The Rittmeister stood as if thunderstruck. Impatiently he motioned a porter away with a shake of his head. Then he stepped back a pace or two, afraid of being discovered. It was a thing which could happen only to him: the employer hiding himself from his workers, frightened at the sight of them.
There they stood on the steps, a swarm, a horde—the Rittmeister didn’t doubt for a moment that these were his men, although
the agent was nowhere to be seen.
“Oh, God!” he groaned, stricken to the heart, “and that lot want to cut my rye, want to dig potatoes! That gang living in Neulohe!”
Young fellows, caps jauntily tipped over their ears, cigarette stubs in the corner of their mouths, with extremely wide trousers whose beautiful creases extended to the toes of their shoes, Chaplin sticks modishly in their hands; and other louts, shaggy, either without collars or with dirty open ones, their shirts gaping over chests tattooed like their arms in blue and red—in ragged trousers, barefooted or with worn-out plimsolls … Two street-girls with hair almost bleached white, silk dresses and high-heeled patent shoes … An extremely ancient man with nickel-rimmed spectacles, his black frock coat hanging over his withered loins, a botanist-box slung on string from his sloping shoulders … Another girl with some sort of green-striped flannel blouse over breasts like sacks of flour—a screaming child on her arm …

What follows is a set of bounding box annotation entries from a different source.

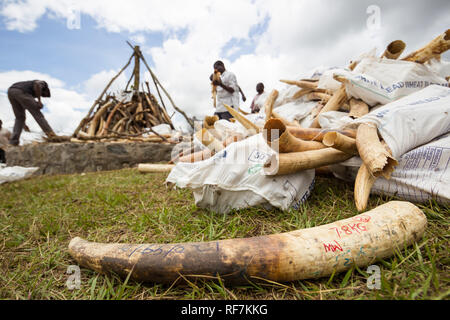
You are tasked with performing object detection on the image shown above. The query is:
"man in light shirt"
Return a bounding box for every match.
[0,120,11,163]
[211,61,245,120]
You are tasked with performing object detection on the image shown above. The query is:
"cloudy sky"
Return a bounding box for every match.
[0,0,450,133]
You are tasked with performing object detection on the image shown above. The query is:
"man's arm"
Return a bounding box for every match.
[33,81,44,109]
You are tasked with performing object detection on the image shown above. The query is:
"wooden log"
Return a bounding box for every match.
[68,201,427,285]
[311,86,347,128]
[263,119,326,153]
[280,80,317,89]
[87,101,113,137]
[224,104,261,133]
[348,98,369,119]
[402,29,450,63]
[354,163,377,212]
[195,128,224,153]
[381,40,406,60]
[287,127,356,142]
[73,53,134,138]
[138,163,175,173]
[264,148,353,176]
[322,131,358,156]
[264,90,278,122]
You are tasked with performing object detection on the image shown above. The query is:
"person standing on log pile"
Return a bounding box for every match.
[250,82,264,113]
[0,120,11,163]
[8,80,57,146]
[210,60,245,120]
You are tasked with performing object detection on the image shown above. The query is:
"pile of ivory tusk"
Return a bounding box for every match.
[172,29,450,212]
[69,30,450,285]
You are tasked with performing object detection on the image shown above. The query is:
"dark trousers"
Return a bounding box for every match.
[214,111,233,121]
[8,88,53,146]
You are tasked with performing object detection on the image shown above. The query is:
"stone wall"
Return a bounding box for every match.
[6,142,174,174]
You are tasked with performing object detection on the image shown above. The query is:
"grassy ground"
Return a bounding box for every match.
[0,169,450,299]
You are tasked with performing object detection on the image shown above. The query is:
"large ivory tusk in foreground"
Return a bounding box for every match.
[223,103,261,133]
[354,163,377,212]
[263,119,325,153]
[402,29,450,63]
[69,201,427,285]
[381,40,406,60]
[356,123,398,179]
[138,163,175,173]
[264,148,352,176]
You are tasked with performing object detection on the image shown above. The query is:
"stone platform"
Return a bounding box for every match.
[6,142,174,175]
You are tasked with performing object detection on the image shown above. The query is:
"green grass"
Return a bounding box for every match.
[0,169,450,300]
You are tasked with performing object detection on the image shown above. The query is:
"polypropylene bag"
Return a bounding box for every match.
[0,164,39,184]
[334,58,448,106]
[166,134,315,213]
[330,134,450,204]
[354,85,450,158]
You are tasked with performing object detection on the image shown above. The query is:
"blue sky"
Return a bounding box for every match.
[0,0,450,134]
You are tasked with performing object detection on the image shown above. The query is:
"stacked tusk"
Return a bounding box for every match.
[195,128,223,152]
[356,123,398,179]
[354,163,377,212]
[69,201,427,285]
[264,90,278,122]
[264,119,325,153]
[322,131,358,156]
[310,85,347,128]
[402,29,450,63]
[138,163,175,173]
[223,104,261,132]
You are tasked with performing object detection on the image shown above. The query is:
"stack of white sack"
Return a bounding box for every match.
[326,85,450,203]
[0,164,39,184]
[166,134,315,213]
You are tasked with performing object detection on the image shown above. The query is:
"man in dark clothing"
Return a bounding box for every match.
[8,80,56,146]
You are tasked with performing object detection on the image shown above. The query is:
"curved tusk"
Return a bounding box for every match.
[402,29,450,63]
[356,123,398,177]
[223,103,261,133]
[69,201,427,285]
[348,98,369,119]
[195,128,224,152]
[354,163,377,212]
[280,80,318,89]
[322,131,358,156]
[138,163,175,173]
[264,148,352,176]
[263,119,325,153]
[381,40,406,60]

“Oh, my God!” groaned the Rittmeister again.
And not a scrap of luggage, not a margarine box, not even a cigarette carton—only this one battered green botanist-box, their communal luggage. Sixty tooth-brushes wouldn’t even go into the thing, let alone sixty shirts!

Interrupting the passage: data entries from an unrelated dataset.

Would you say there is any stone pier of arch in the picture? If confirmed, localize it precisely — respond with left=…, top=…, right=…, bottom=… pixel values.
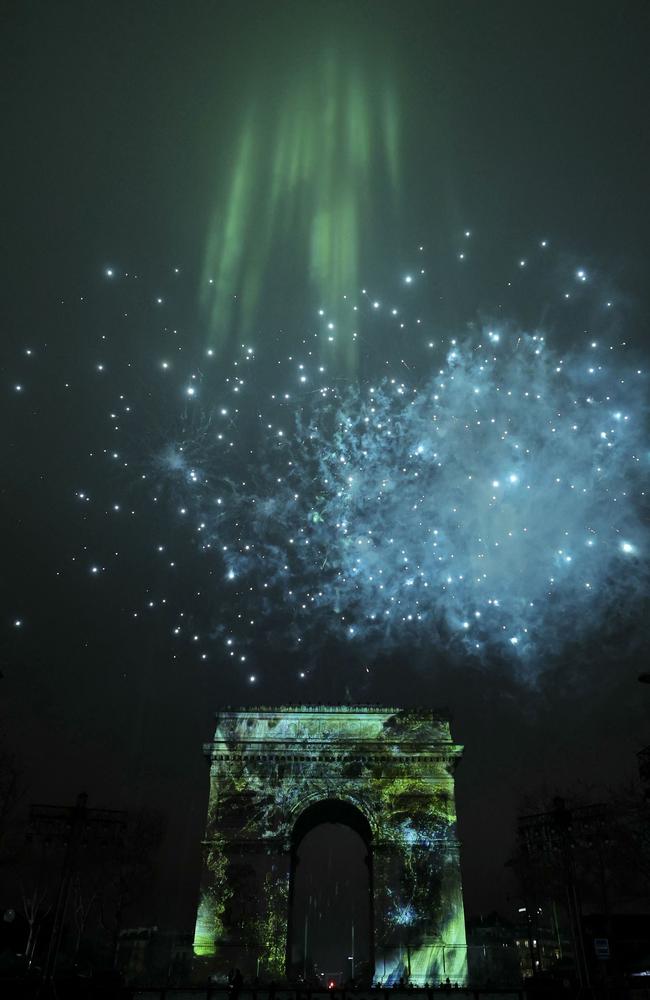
left=194, top=705, right=467, bottom=985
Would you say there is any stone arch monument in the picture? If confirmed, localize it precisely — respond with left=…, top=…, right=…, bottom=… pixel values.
left=194, top=705, right=467, bottom=985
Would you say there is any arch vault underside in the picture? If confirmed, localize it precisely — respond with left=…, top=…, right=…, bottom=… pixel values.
left=194, top=706, right=467, bottom=985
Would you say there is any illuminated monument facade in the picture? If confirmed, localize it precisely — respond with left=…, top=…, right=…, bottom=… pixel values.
left=194, top=706, right=467, bottom=985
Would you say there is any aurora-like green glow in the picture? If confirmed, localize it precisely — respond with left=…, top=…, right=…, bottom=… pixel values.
left=194, top=706, right=467, bottom=985
left=202, top=45, right=400, bottom=369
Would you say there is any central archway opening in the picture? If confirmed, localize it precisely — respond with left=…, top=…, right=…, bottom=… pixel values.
left=287, top=799, right=373, bottom=985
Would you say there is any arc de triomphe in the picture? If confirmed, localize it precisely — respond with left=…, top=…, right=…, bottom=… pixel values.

And all that crowd jostled one another in the best of moods, laughing, chattering, whistling popular hits, and bawling; two of them were already cuddling, sitting on a step.… They called out cheekily after travelers hurrying by, jeered at them, begged things of them … “A cigarette, guv’nor, please give us a cigarette.” And the scamp took the lit cigarette from the dumbfounded man’s mouth. “Thanks, guv’nor, I ain’t so particular, we’re all suffering from the same disease.”

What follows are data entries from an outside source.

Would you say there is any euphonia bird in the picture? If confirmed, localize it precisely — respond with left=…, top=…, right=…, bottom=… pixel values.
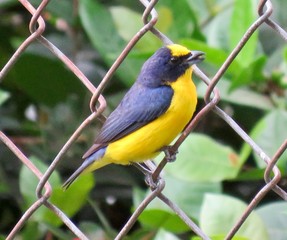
left=63, top=44, right=204, bottom=189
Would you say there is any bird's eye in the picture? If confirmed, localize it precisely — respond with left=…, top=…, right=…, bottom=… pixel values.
left=170, top=57, right=179, bottom=64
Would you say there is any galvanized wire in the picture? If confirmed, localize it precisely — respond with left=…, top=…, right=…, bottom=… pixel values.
left=0, top=0, right=287, bottom=239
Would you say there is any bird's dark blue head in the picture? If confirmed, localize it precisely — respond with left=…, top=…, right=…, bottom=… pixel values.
left=138, top=44, right=204, bottom=87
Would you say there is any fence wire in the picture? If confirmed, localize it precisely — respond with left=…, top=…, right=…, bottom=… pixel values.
left=0, top=0, right=287, bottom=239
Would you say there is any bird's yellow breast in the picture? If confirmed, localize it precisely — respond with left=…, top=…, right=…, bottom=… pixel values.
left=104, top=68, right=197, bottom=164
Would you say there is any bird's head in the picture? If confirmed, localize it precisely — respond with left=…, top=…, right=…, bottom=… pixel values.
left=139, top=44, right=204, bottom=87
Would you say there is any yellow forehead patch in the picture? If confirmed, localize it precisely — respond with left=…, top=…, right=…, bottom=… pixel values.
left=166, top=44, right=190, bottom=57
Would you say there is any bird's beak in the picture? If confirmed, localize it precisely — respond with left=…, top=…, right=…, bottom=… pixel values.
left=186, top=51, right=205, bottom=65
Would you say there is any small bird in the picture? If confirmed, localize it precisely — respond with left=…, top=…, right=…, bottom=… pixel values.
left=63, top=44, right=204, bottom=189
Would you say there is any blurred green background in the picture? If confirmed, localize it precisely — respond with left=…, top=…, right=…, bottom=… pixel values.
left=0, top=0, right=287, bottom=240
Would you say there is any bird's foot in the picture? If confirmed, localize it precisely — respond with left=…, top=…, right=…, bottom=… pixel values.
left=145, top=174, right=160, bottom=190
left=132, top=162, right=164, bottom=190
left=162, top=146, right=178, bottom=162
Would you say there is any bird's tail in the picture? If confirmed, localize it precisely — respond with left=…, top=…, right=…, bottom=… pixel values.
left=62, top=147, right=108, bottom=190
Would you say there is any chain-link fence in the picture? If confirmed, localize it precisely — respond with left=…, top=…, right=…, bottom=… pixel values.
left=0, top=0, right=287, bottom=239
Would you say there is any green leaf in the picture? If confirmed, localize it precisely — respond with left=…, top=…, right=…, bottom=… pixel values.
left=242, top=109, right=287, bottom=168
left=79, top=0, right=143, bottom=85
left=110, top=6, right=162, bottom=52
left=134, top=172, right=221, bottom=225
left=256, top=202, right=287, bottom=240
left=197, top=79, right=274, bottom=110
left=230, top=56, right=267, bottom=90
left=153, top=229, right=179, bottom=240
left=204, top=1, right=233, bottom=52
left=192, top=234, right=249, bottom=240
left=0, top=89, right=10, bottom=106
left=200, top=194, right=269, bottom=240
left=138, top=209, right=189, bottom=233
left=159, top=133, right=241, bottom=182
left=43, top=173, right=95, bottom=226
left=30, top=0, right=75, bottom=25
left=19, top=156, right=61, bottom=208
left=20, top=157, right=94, bottom=226
left=156, top=0, right=205, bottom=42
left=229, top=0, right=258, bottom=66
left=3, top=53, right=84, bottom=106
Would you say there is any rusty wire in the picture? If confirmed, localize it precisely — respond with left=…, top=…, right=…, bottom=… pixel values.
left=0, top=0, right=287, bottom=239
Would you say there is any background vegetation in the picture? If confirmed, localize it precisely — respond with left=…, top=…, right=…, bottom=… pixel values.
left=0, top=0, right=287, bottom=240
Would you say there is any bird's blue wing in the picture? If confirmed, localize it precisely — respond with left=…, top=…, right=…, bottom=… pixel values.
left=95, top=85, right=173, bottom=144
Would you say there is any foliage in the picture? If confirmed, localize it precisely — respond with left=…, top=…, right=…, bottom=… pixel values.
left=0, top=0, right=287, bottom=239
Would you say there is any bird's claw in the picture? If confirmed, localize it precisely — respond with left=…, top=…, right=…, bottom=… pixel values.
left=145, top=174, right=160, bottom=190
left=163, top=146, right=178, bottom=162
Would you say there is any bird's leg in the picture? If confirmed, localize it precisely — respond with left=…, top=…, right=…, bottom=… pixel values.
left=131, top=162, right=158, bottom=189
left=161, top=146, right=178, bottom=162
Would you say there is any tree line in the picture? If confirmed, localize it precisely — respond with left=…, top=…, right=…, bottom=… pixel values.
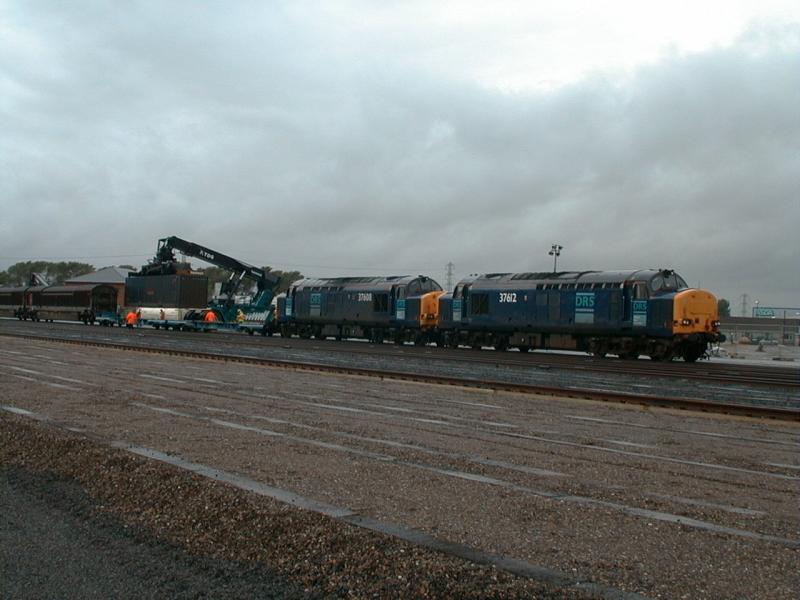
left=0, top=260, right=303, bottom=297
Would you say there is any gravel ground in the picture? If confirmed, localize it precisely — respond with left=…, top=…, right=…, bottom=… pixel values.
left=0, top=416, right=593, bottom=598
left=0, top=321, right=800, bottom=409
left=0, top=464, right=314, bottom=600
left=0, top=338, right=800, bottom=598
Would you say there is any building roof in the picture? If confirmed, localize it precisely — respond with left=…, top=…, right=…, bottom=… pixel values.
left=64, top=267, right=129, bottom=285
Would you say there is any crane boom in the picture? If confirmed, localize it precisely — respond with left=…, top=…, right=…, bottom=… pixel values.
left=142, top=236, right=279, bottom=325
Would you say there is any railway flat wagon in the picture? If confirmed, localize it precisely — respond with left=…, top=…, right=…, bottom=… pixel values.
left=0, top=287, right=27, bottom=319
left=278, top=275, right=442, bottom=343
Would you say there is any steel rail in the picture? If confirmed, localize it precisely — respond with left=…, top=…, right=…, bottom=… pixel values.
left=6, top=332, right=800, bottom=422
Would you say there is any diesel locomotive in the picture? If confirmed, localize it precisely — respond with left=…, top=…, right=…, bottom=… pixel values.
left=277, top=269, right=724, bottom=362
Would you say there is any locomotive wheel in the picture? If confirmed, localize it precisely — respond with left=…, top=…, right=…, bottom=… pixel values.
left=683, top=346, right=704, bottom=362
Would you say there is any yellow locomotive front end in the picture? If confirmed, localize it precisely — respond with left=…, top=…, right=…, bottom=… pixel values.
left=672, top=289, right=725, bottom=362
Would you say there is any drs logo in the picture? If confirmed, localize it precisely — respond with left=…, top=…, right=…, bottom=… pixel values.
left=575, top=292, right=594, bottom=325
left=575, top=294, right=594, bottom=308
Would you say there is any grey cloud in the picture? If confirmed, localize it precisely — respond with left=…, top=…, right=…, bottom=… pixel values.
left=0, top=3, right=800, bottom=305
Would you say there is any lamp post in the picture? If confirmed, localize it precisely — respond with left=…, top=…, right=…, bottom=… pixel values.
left=548, top=244, right=564, bottom=273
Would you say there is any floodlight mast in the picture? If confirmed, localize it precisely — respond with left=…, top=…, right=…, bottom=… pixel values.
left=548, top=244, right=564, bottom=273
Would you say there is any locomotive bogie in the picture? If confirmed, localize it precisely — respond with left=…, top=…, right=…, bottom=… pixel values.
left=439, top=270, right=722, bottom=362
left=0, top=284, right=117, bottom=323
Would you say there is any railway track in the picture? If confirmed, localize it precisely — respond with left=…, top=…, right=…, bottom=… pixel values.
left=0, top=330, right=800, bottom=421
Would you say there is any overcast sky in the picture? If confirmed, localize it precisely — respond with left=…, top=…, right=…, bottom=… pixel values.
left=0, top=0, right=800, bottom=314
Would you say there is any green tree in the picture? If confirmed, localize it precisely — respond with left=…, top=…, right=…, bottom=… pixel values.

The journey to Neulohe and the gathering of the harvest were a country excursion, a welcome spree for these hooligans! “Yes, hooligans,” growled the Rittmeister. And excitedly to von Studmann who had come up with a suitcase: “Look at these hooligans! And they want to work on the land. In patent shoes and pressed trousers!”
“Bad!” said von Studmann after a short scrutiny. “You shouldn’t take them. You asked for land workers!”
“But I must have men. My harvest is rotting out there!” said the Rittmeister with some embarrassment.
“Well, look for others. It won’t matter if we’re a day late. Let’s travel tomorrow!”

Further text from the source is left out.